Cousin Island Special Reserve is an important breeding site for seabirds. Nature Seychelles’ staff working on Cousin Island carry out seabird census at least once a year to determine the size of the breeding population as well as the long term trends. From 2009 to date, the censuses have been carried at least twice yearly.
Cousin Island is a remarkable model of ecosystem restoration and continued conservation efforts in safeguarding natural wildlife habitats. In addition to being a protected area under Seychelles law, Cousin is also an Important Bird Area (IBA) that is recognised globally in bird conservation. Indeed, Cousin is one of the sites of highest ornithological interest in Seychelles.
In a recently published Nature Seychelles report of the census of White-tailed tropicbird (Phaethon lepturus), White tern (Gygis alba) and Tropical shearwater (Puffin iherminieri) carried out in February, the results indicate that not only has there been no decline in the populations of these species since the last census in July 2014, but that their numbers are in fact stable on Cousin Island.
These three species of seabirds breed all year round and therefore at least two censuses are done each year to determine the population size.
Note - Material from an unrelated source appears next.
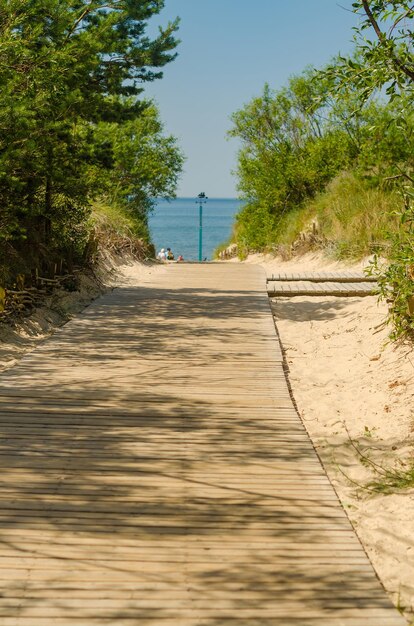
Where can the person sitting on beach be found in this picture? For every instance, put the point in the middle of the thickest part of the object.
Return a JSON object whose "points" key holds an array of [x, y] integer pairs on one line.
{"points": [[161, 256]]}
One census is done during the south-east trade winds and another during the north-west trade winds. The recently published census report is for the count carried out during the north-west trading season.
Nature Seychelles staff working in groups of three or four individuals carried out the census, counting adult birds, active nests and shearwater burrows. Active white terns were determined by counting eggs and chicks only. The presence of adult White-tailed tropicbirds or Tropical shearwaters in obvious nesting sites(cavity or burrow respectively), was used to identify active nests.
Prevalence and occupancy varied greatly between the 70 plots that were surveyed. The results of the report indicate that the White-tailed tropicbird was the most prevalent across the entire island. However, the most abundant breeding seabird is the White-tern or Fairy-tern with over 1,800 breeding pairs, followed by the Tropical shearwater with more than 1500 breeding pairs and then White-tailed tropicbird with more than 1200 breeding pairs.
The White-tailed tropicbird population on Cousin has been monitored since 1987 providing 28 years’ worth data to determine the breeding population trends. Although there have been fluctuations from one year to the next, there has been a general upward trend in the three decades.
In the case of the White terns, population estimates are available since 1999. The population has remained stable over the years despite fluctuations from one year to the next in the last 15 years.
The Tropical shearwaters also have population census data from 1999 which indicate an overall downward trend. However, It is presumed that the breeding population has been underestimated over the last few years due to the lack of a correction factor applied to the estimate, to account for the proportion of Shearwaters especially Audubon’s shearwater, that do not respond to the call-playback method.
The call-playback method, according to the “Seabird Monitoring Handbook for Seychelles” published by Nature Seychelles is the standard method for censuring seabirds that nest in cavities like Shearwaters and has been found to be most effective in the case of Wedge tailed Shearwaters. Taped calls of the birds are played at the entrance to potential cavities and adults and sometimes chicks respond.